Hacker News new | ask | show | jobs
by corybrown 3388 days ago
Very cool. I'm not an expert, but does JPEG generally have a ton of flexibility in compression? Why so much difference in sizes?
3 comments

Three main methods:

1) YUV420 vs YUV444. Guetzli practically always goes for YUV444.

2) Choosing quantization matrices.

3) After normal quantization, choose even more zeros. JPEG encodes zeros very efficiently.

When doing the above, increase the errors where it matters least (certain RGB values hide errors in certain components, and certain types of visual noise hides other kind of noise).

Step 3), choosing more zeros, can be generalized with trellis quantization, which does a search for the best values to encode for each block for the best distortion-per-rate score, where distortion can be any metric (edit: apparently guetzli does some sort of whole frame search for this). mozjpeg does trellis with effectively the PSNR-HVS metric. Because the other two steps are only one setting that affects the entire picture, I do wonder how Guetzli would perform if it was just a wrapper around mozjpeg.
Yes, JPEG encoding has a ton of flexibility. You rearrange each block of pixels using the discrete cosine transform, which tends to pack more significant values towards one corner, and then you have lots of freedom over how to quantize those values. See https://en.wikipedia.org/wiki/JPEG#Quantization

On top of that, you could tweak the quantized values themselves to make them more compressible.

There's less flexibility than you might think - you get only one choice of quantizer and quantization matrix for the entire frame. So pretty much your only option is to twiddle the values themselves. This is usually done with trellis quantization, such as in mozjpeg. Guetzli seems to implement something simpler that just sets increasing numbers of coefficients to zero (based on my cursory reading of the source code).
I'm afraid Guetzli is quite a lot more complex. It does a global search on this, i.e., quantization decisions in neighboring blocks may impact the quantization decisions on this block. Also, quantization decisions have cross-channel impact between YUV channels.
There is no block to block prediction other than DC prediction, so is this effect due to your distortion function spanning multiple blocks? Same for cross YUV channels, because your metric is in RGB space?

edit: second read-through I found the paper [1] which explains it. The answer is basically "yes", where the large scale distortion function is basically activity masking. Normally this would be implemented with delta-QPs, but because JPEG doesn't have that, Guetzli uses runs of zeroes instead.
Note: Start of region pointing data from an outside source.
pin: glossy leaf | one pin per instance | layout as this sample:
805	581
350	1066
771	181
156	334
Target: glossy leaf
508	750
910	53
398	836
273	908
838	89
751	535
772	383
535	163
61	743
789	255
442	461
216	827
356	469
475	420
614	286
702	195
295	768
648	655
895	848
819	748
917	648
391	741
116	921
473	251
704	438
[1] https://arxiv.org/pdf/1703.04421

This comes through the internal use of butteraugli -- and depending the quantization decisions on butteraugli.

Butteraugli uses a 8x8 FFT, but computes this every 3x3 pixel creating coverage at block boundaries. In later stages of butteraugli calculation values are aggregated from an even larger area. Block boundary artefacts are taken into account by this and impact quantization decisions.

Butteraugli operates neither in RGB nor YUV. It has a new color space that is a hybrid of tri-chromatic colors and opponent colors. Black-to-yellow and red-to-green are opponent, but blue is modeled closer to tri-chromatic. In more simple explanation it is possible to think of it as follows: first apply inverse gamma correction, second apply a 3x4 transform for rgb, third apply gamma correction, fourth calculate r - g, r + g and keep blue separate.

Do you have / plan a paper describing butteraugli itself?

It seems like that's where most of the magic lies. Also peculiarities of human vision are one of my oddball interests, after compression of course. :)

The more bits you're willing to lose during quantization, the more zeroes the resulting bitstream will have, the better it will compress.

The more bits you lose during quantization, the more ringing and artifacts you can expect after the IDCT process.

So the tradeoff is quite literally artifacts for smaller size.

this compressor seems to be cleverer about where to lose data than libjpeg.